Illuminating ARIMA model-based seasonal adjustment with three fundamental seasonal models

Our starting place is the first order seasonal autoregressive model. Its series are shown to have canonical model-based decompositions whose finite-sample estimates, filters, and error covariances have simple revealing formulas from basic linear regression. We obtain analogous formulas for seasonal random walks, extending some of the results of Maravall and Pierce (J Time Series Anal, 8:177-293, 1987).
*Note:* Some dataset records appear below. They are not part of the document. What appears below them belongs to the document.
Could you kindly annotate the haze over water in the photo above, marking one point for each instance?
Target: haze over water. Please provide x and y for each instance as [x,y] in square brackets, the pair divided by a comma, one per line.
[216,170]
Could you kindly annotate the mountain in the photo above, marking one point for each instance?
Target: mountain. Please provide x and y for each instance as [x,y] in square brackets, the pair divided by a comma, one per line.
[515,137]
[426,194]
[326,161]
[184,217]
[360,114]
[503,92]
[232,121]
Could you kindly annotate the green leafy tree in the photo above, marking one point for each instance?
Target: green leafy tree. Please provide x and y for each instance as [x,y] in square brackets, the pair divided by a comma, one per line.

The seasonal decomposition filters of the biannual seasonal random walk have formulas that explicitly reveal which deterministic functions they annihilate and which they reproduce, directly illustrating very general results of Bell (J Off Stat, 28:441-461, 2012; Center for Statistical Research and Methodology, Research Report Series, Statistics #2015-03, U.S. Census Bureau, Washington, D.C. https://www.census.gov/srd/papers/pdf/RRS2015-03, 2015). Other formulas express phenomena heretofore lacking such concrete expression, such as the much discussed negative autocorrelation at the first seasonal lag quite often observed in differenced seasonally adjusted series. An innovation that is also applied to airline model seasonal decompositions is the effective use of signs of lag one and first-seasonal-lag autocorrelations (after differencing) to indicate, in a formal way, where smoothness is increased by seasonal adjustment and where its effect is opposite.